Within minutes, Hunnicutt was with lifesaving surgeons—and thinking of others less fortunate. “There’s still guys alive on the hill,” he said. But Hunnicutt was the last live Marine pulled off Hill 600. Four days later, three companies of the 2nd Battalion, 3rd Marines, swept the area.

Following extensive fighting, the bodies of the missing in action from the 1st Battalion, 9th Marines, were recovered but at the cost of six Marines killed and 86 wounded. Hill 600 would unofficially be known by the Marines as “Dead’s Man Hill.”

Panykaninec, like Hunnicutt, survived the nightmare on that hill west of Khe Sanh, but with serious head trauma that had erased his memory of the ordeal. Many involved in the rescue went to their graves not knowing that Panykaninec had survived.

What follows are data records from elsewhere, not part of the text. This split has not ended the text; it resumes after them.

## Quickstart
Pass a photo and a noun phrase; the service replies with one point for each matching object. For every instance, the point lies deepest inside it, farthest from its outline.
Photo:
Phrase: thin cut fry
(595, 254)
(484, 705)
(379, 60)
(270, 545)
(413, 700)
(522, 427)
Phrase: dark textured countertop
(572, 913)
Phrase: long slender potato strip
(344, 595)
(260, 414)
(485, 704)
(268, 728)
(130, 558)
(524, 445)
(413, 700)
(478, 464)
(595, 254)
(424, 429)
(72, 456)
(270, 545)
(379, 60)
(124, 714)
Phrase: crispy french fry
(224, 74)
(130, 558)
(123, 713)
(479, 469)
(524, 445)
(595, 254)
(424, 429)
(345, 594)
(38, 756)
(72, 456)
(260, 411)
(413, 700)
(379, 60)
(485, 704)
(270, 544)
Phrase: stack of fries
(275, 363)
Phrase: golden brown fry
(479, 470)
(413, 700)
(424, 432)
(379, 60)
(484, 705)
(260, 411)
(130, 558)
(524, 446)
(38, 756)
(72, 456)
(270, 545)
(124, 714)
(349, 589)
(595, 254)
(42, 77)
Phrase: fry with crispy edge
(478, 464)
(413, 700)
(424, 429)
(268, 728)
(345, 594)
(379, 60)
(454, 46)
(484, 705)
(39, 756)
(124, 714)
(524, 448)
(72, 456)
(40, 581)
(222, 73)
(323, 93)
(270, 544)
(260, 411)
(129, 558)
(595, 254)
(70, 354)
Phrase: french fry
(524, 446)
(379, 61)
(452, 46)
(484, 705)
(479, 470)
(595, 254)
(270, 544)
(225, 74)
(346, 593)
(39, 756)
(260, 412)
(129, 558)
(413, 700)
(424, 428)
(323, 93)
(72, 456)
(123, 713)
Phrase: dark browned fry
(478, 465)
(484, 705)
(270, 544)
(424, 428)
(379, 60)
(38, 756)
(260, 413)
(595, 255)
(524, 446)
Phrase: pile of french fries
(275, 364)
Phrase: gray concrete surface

In 2015, Hunnicutt was reunited with the Blue Max crew who picked him up. Lynch, the last surviving member of Blue Max 48, tracked down Panykaninec in 2018, and they talked on the phone. The Army veteran and Marine veteran plan to reunite soon.

John McGuire, a forester and wildlife biologist in South Alabama, has done extensive research on the 1st Cavalry Division in Vietnam.

This article appeared in Vietnam magazine’s February 2020 issue.